Processors working on a multiple data in parallel exist, such as for example Digital Signal Processors (DSP), Single Instruction on Multiple Data (SIMD) processors, Long Instruction Word (LIW) processors, or vector processors, i.e. designed to perform operations on multiple numbers (representing vectors or arrays) during a single clock cycle.
Such processors need to be able to read and write a set of data at the same time as quickly as possible.
This data may be stored in various memories which need to be used optimally to maximum high-speed access.
Using a storage system intended to be timed by a clock signal and comprising a plurality of memories is thus known.
Each memory comprises a certain number of input and output ports.

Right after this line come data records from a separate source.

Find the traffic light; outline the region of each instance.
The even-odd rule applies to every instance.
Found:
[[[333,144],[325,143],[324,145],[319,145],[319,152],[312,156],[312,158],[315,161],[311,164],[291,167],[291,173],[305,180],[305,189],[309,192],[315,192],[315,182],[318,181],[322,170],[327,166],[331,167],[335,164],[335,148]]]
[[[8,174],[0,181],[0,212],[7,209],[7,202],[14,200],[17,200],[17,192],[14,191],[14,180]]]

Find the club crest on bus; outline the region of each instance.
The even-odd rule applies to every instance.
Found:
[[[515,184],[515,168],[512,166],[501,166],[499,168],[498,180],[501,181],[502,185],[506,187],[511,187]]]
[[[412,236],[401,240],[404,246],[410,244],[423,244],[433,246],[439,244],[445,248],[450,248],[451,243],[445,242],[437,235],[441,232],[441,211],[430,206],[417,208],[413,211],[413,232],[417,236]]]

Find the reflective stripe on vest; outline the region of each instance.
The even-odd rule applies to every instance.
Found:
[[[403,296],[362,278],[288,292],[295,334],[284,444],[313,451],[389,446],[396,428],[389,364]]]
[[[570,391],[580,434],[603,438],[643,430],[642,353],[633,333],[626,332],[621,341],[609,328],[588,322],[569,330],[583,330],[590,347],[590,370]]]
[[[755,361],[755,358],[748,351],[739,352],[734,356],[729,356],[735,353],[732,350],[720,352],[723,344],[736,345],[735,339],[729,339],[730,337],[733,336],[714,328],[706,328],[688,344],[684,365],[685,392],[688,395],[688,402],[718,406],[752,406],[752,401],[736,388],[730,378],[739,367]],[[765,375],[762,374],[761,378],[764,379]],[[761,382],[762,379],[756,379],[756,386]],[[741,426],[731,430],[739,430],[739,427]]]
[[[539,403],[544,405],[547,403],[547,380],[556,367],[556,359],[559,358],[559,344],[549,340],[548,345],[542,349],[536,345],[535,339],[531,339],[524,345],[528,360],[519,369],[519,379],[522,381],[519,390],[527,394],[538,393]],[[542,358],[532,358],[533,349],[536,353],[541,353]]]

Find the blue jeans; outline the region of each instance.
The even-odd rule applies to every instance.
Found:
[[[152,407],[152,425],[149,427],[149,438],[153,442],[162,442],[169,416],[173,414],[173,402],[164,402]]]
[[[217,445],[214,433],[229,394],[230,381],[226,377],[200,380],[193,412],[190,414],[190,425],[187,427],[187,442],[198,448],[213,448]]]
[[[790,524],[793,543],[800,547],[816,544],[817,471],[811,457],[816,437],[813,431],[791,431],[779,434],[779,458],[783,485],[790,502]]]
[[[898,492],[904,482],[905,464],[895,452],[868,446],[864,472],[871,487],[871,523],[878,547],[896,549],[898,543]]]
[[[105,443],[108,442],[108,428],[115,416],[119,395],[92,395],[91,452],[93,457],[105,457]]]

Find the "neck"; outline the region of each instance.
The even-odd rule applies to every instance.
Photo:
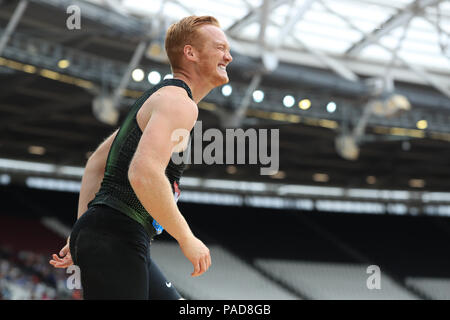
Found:
[[[214,88],[211,84],[202,81],[200,77],[196,77],[184,70],[174,71],[173,78],[186,82],[191,89],[192,98],[197,104]]]

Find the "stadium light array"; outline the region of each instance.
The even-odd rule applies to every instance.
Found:
[[[260,103],[264,100],[264,92],[261,90],[255,90],[253,92],[253,101]]]
[[[229,84],[226,84],[222,87],[222,94],[225,97],[228,97],[229,95],[231,95],[232,92],[233,92],[233,88]]]
[[[366,182],[367,184],[375,184],[377,182],[377,178],[375,178],[374,176],[368,176],[366,178]]]
[[[141,82],[142,80],[144,80],[145,74],[142,69],[134,69],[131,77],[134,81]]]
[[[425,180],[423,179],[410,179],[409,186],[411,188],[423,188],[425,187]]]
[[[61,59],[58,61],[58,68],[66,69],[70,66],[70,61],[67,59]]]
[[[311,101],[309,99],[303,99],[298,103],[298,107],[302,110],[308,110],[311,107]]]
[[[286,108],[291,108],[295,104],[295,98],[291,95],[287,95],[283,98],[283,105]]]
[[[286,172],[278,170],[276,173],[269,176],[272,179],[284,179],[286,178]]]
[[[227,166],[226,170],[227,170],[228,174],[236,174],[236,172],[237,172],[236,166],[232,166],[232,165]]]
[[[29,146],[28,147],[28,153],[30,153],[30,154],[42,156],[43,154],[45,154],[45,152],[46,152],[45,148],[41,147],[41,146]]]
[[[315,173],[313,174],[313,180],[315,182],[328,182],[330,177],[326,173]]]
[[[8,185],[11,183],[11,176],[9,174],[0,174],[0,185]]]
[[[419,120],[419,121],[417,121],[416,126],[417,126],[417,129],[425,130],[426,128],[428,128],[428,122],[427,122],[427,120]]]
[[[161,74],[158,71],[152,71],[148,74],[148,82],[155,85],[161,81]]]
[[[336,103],[333,102],[333,101],[328,102],[328,104],[327,104],[327,111],[329,113],[335,112],[336,111]]]

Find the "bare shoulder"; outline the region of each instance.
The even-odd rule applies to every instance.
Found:
[[[176,86],[162,87],[148,100],[154,111],[181,112],[183,115],[198,114],[197,104],[189,98],[186,90]]]
[[[177,115],[177,117],[173,115]],[[139,127],[144,131],[151,118],[158,121],[161,121],[162,118],[171,118],[172,123],[184,127],[195,123],[197,116],[198,107],[189,98],[185,89],[166,86],[153,93],[145,101],[136,118]]]

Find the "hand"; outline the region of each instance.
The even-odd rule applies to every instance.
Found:
[[[194,272],[191,273],[191,276],[198,277],[205,273],[211,266],[211,256],[209,254],[209,249],[203,242],[195,236],[191,236],[178,243],[183,254],[194,266]]]
[[[61,258],[58,257],[57,254],[52,255],[53,259],[50,260],[50,264],[55,268],[67,268],[73,264],[72,256],[70,254],[69,241],[70,237],[67,239],[66,245],[59,252],[59,256]]]

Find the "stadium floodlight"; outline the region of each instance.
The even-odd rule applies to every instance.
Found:
[[[142,80],[144,80],[145,74],[142,69],[134,69],[131,77],[134,81],[141,82]]]
[[[158,61],[161,63],[167,63],[169,59],[167,57],[166,50],[164,50],[164,40],[163,39],[153,40],[147,47],[145,56],[150,60]]]
[[[417,129],[420,130],[425,130],[426,128],[428,128],[428,122],[427,120],[419,120],[416,123]]]
[[[119,111],[114,107],[112,97],[97,96],[92,101],[92,111],[97,120],[115,125],[119,120]]]
[[[260,103],[264,100],[264,92],[261,90],[255,90],[253,92],[253,101]]]
[[[283,98],[283,105],[286,108],[291,108],[295,104],[295,98],[291,95],[287,95]]]
[[[11,183],[11,176],[9,174],[0,174],[0,184],[8,185]]]
[[[298,107],[302,110],[308,110],[311,107],[311,100],[303,99],[298,103]]]
[[[225,97],[228,97],[229,95],[231,95],[232,92],[233,92],[233,88],[229,84],[226,84],[222,87],[222,94]]]
[[[328,104],[327,104],[327,111],[329,113],[333,113],[333,112],[336,111],[336,103],[334,101],[328,102]]]
[[[411,110],[408,98],[400,94],[391,94],[384,99],[376,99],[371,103],[373,114],[386,118],[395,117]]]
[[[46,152],[46,149],[42,146],[29,146],[28,153],[42,156]]]
[[[70,61],[67,59],[61,59],[58,61],[58,68],[67,69],[70,66]]]
[[[337,153],[347,160],[357,160],[359,157],[359,146],[352,135],[340,135],[335,140]]]
[[[279,59],[275,53],[266,51],[262,54],[262,62],[267,71],[273,72],[278,67]]]
[[[152,71],[148,74],[148,82],[155,85],[161,81],[161,74],[158,71]]]

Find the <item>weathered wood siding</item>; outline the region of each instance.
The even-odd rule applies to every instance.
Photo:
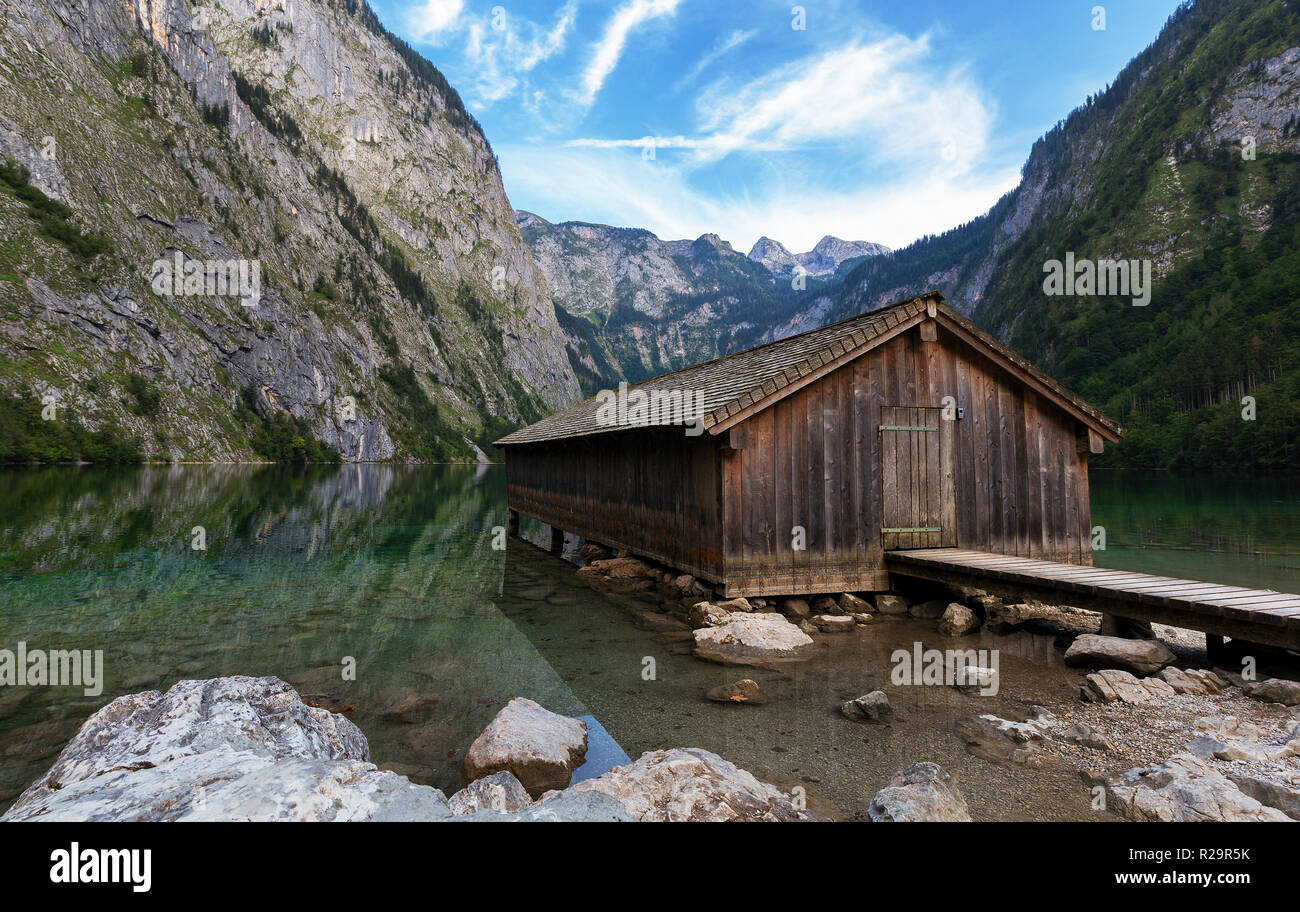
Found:
[[[965,414],[936,435],[942,457],[910,451],[938,487],[891,494],[937,491],[943,532],[891,545],[1092,563],[1075,419],[942,326],[936,335],[909,330],[743,423],[744,448],[722,460],[728,595],[887,589],[882,448],[897,441],[882,443],[882,409],[942,408],[946,396]]]
[[[721,441],[643,428],[506,447],[513,510],[722,579]]]

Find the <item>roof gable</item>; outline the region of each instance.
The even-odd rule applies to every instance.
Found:
[[[694,367],[661,374],[634,384],[628,390],[639,390],[647,397],[689,395],[692,397],[689,401],[698,405],[693,414],[701,416],[706,430],[717,434],[931,317],[952,329],[964,341],[982,349],[1004,369],[1034,386],[1107,439],[1114,441],[1123,435],[1123,429],[1114,421],[943,304],[943,296],[937,292]],[[501,438],[496,445],[540,443],[628,430],[629,427],[682,423],[680,418],[662,415],[650,416],[645,422],[636,424],[609,422],[598,417],[607,400],[607,396],[593,396]]]

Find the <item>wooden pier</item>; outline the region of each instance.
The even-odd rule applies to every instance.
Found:
[[[1287,592],[960,548],[889,551],[885,564],[900,576],[1204,631],[1211,652],[1225,636],[1300,650],[1300,595]]]

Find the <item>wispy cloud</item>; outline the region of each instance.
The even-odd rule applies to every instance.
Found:
[[[926,36],[853,40],[697,100],[701,148],[711,158],[850,141],[865,155],[973,161],[991,111],[960,70],[935,67]]]
[[[750,29],[748,31],[736,29],[730,35],[724,37],[707,54],[705,54],[703,57],[697,60],[695,62],[695,66],[691,67],[690,70],[687,71],[686,75],[682,76],[681,79],[678,79],[677,82],[673,84],[673,91],[680,92],[687,85],[689,85],[690,83],[694,82],[697,78],[699,78],[699,75],[701,73],[703,73],[713,64],[717,63],[718,60],[724,54],[740,47],[742,44],[744,44],[746,41],[748,41],[750,38],[753,38],[757,34],[758,34],[757,29]]]
[[[698,134],[656,145],[694,150],[700,165],[736,152],[851,143],[864,158],[942,159],[950,170],[964,170],[988,142],[992,111],[965,73],[936,71],[929,53],[925,36],[855,39],[743,85],[718,80],[696,99]],[[570,144],[642,147],[646,138],[580,137]]]
[[[604,34],[592,45],[591,60],[579,79],[575,98],[584,105],[594,102],[605,80],[618,66],[632,30],[652,19],[673,15],[679,3],[680,0],[631,0],[616,9],[605,25]]]
[[[549,24],[533,22],[493,7],[486,15],[466,13],[462,0],[425,0],[407,14],[407,27],[417,41],[448,44],[463,36],[468,66],[458,80],[472,103],[490,105],[526,86],[526,74],[564,51],[578,14],[577,0],[568,0]]]
[[[985,211],[1018,179],[987,167],[994,112],[978,85],[934,56],[925,35],[849,36],[748,81],[715,80],[695,99],[692,132],[503,149],[507,186],[548,199],[556,218],[661,237],[901,246]],[[734,192],[719,189],[723,162],[721,173],[748,175],[722,185]]]

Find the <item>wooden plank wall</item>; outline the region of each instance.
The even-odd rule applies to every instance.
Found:
[[[727,594],[887,589],[881,409],[950,395],[965,415],[945,428],[943,544],[1091,564],[1075,420],[941,327],[934,342],[914,329],[745,422],[745,448],[722,463]]]
[[[645,428],[506,448],[513,510],[721,581],[721,442]]]

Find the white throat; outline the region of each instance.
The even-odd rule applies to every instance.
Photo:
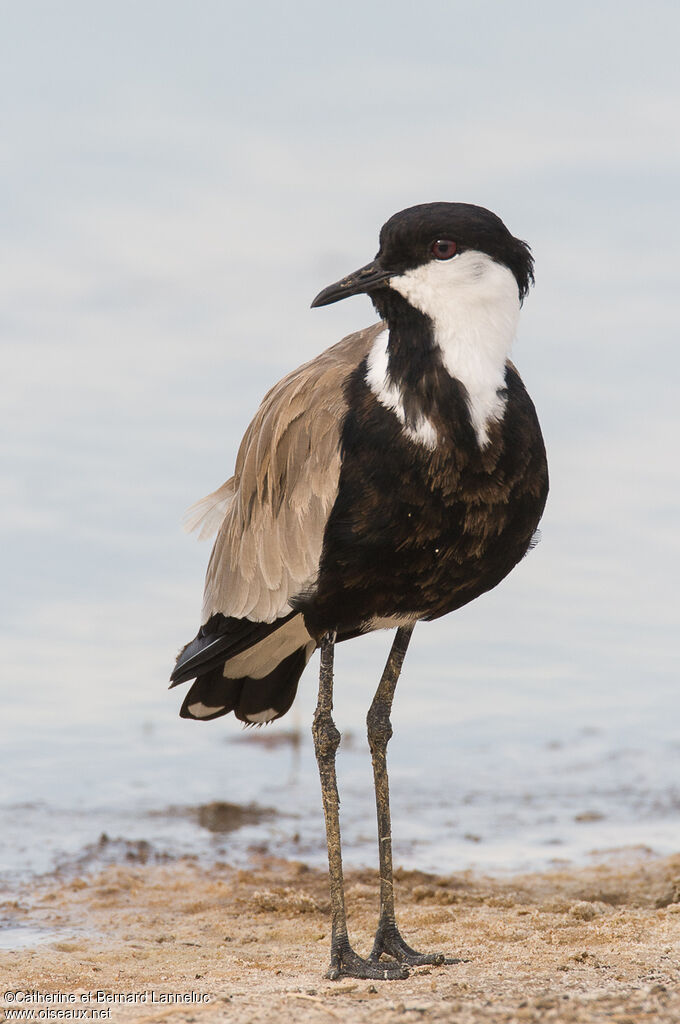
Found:
[[[512,271],[468,249],[407,270],[389,285],[432,320],[444,367],[467,391],[470,420],[484,448],[491,423],[505,413],[505,364],[519,319]]]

Each input port is intended to receive a request for access to one of the memory locations, tagged by the address thereof, referred to as the local address, in the memory. The memory is intended to receive local requests at each clock cycle and to respond thereto in a predefined number of clock cycles. The memory is further intended to submit, at the end of said clock cycle(s), any responses on the output ports thereof. In this way, a memory can only receive, for each clock cycle, a limited number of local requests, at most equal to the number of input ports of this memory.
A conventional type of memory is for example a single-port (one input port and one associated output port) or double-port (two input ports and two associated output ports) Random Access Memory (RAM).
The storage system further comprises input ports and one or a plurality of output ports. Each input port is intended to receive, at each clock cycle, a request to access a location of one of the memories. This request indicates a global address structured as if the storage system formed a single memory. Using a correspondence function associating each global address with one of the memories and with a local address in this memory is thus known.
During the same clock cycle, the storage system may receive on the input ports thereof a greater number of requests for access to the same memory than that which can be received by the memory on the input ports thereof. A conflict thus arises since the memory will not be able to receive all these requests in the same clock cycle.
It is thus necessary to implement an effective method for handling requests to reduce the frequency of conflicts.
A number of publications exist, describing methods for handling memory access requests, including:                the thesis by Eero Aho entitled “Design and Implementation of Parallel Memory Architectures”, and published in 2006 in Tampere University of Technology, Publication 641,        the article by Kimmo Kuusilinna et al. entitled “Configurable parallel memory architecture for multimedia computers”, and published in 2002 in Journal of Systems Architecture 47 (2002) 1089-1115, and        the article by Dionysios Reisis et al. entitled “Conflict-Free Parallel Memory Accessing Techniques for FFT Architectures”, and published in 2008 in IEEE Transactions on circuits and systems, I—Regular papers, vol. 55, No. 11, Dec. 2008.        
These methods all suggest optimising the correspondence function as a function for the predictable distribution of memory access.
These methods for handling requests involve the problem of not being very effective for more complex applications, such as Fast Fourier Transform (FFT) with a radix changing over time according to the size of the vectors on the basis whereof the FFT is computed, or applications wherein random or near-random locations are accesses. In this way, memory access is difficult to predict such that it is not possible to optimise the correspondence function.